Measurement Procedure
- Sample Preparation:
- Ensure the honey sample is at a uniform temperature of 20°C.
- If necessary, warm the honey slightly to reduce viscosity and
achieve a homogenous sample.
- Using a Refractometer:
- Calibrate the refractometer according to the manufacturer’s
instructions.
- Place a drop of honey on the refractometer prism.
- Close the prism cover and allow the sample to spread evenly across
the surface.
- Read the refractive index directly from the refractometer scale.
- Interpreting Results:
- Use the refractive index obtained from the refractometer to find
the corresponding °Brix value from the table.
- Match the °Brix value to the specific gravity and % moisture content for precise analysis.
6.
Application
This conversion table is essential for:
- Quality control in honey production.
- Ensuring compliance with food safety standards.
- Research and development in food science.
- Accurate labeling and marketing of honey products.
7.
References
- The values in this table are derived from standard measurements and
may vary slightly based on specific conditions and honey varieties.

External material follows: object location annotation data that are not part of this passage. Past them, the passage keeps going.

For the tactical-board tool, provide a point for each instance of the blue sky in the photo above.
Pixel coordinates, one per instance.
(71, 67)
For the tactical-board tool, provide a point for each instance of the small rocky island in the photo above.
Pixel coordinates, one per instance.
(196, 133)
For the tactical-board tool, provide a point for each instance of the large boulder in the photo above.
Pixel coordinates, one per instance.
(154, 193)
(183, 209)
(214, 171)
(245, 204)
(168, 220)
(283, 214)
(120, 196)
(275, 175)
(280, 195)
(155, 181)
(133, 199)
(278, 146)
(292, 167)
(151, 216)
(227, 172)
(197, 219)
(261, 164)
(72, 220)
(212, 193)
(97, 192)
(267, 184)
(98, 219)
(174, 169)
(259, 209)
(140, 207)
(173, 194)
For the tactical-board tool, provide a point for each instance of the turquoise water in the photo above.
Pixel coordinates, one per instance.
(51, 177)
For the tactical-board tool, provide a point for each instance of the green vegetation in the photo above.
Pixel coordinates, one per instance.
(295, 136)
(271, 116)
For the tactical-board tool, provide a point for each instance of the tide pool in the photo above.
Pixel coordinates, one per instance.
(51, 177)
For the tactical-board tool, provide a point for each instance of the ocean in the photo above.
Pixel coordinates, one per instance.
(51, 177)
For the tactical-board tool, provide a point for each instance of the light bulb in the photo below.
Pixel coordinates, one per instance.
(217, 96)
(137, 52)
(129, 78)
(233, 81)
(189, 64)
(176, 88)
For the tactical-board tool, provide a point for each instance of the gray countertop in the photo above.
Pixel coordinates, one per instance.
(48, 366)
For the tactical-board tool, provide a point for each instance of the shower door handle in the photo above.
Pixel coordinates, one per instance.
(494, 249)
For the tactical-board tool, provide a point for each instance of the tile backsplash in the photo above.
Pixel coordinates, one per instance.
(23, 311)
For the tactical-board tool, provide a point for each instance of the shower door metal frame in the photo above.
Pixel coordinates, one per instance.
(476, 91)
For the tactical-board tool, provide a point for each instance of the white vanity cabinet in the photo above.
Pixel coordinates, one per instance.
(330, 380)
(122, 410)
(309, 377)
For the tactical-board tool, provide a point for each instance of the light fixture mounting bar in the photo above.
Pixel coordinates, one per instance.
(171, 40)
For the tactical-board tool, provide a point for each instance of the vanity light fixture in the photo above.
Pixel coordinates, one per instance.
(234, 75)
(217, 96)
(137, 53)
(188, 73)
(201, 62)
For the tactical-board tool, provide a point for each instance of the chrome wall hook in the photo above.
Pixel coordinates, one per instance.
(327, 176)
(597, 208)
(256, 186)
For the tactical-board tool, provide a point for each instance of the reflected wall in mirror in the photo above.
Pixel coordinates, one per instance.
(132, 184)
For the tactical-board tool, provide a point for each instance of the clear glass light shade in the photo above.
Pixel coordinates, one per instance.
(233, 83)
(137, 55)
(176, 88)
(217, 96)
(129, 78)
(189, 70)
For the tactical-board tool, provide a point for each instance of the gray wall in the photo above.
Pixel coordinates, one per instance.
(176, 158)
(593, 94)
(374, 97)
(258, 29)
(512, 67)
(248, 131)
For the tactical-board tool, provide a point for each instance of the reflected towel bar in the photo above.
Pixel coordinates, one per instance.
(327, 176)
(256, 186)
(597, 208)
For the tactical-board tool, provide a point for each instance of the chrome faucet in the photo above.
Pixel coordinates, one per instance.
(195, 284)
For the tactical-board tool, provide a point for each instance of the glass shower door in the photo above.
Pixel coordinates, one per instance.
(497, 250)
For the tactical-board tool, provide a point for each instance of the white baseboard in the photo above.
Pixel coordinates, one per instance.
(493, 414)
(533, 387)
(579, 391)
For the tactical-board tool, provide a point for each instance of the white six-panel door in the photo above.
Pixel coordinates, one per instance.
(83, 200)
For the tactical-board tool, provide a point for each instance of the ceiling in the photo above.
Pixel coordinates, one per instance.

- For further details, refer to industry guidelines and refractometer
manufacturer manuals.
8. Notes
- Ensure all measurements are conducted at the specified temperature
(20°C) for accuracy.
- Regular calibration and maintenance of refractometers are crucial
for reliable results.
By following this technical specification, users can accurately determine the quality parameters of honey, ensuring consistency and compliance with industry standards.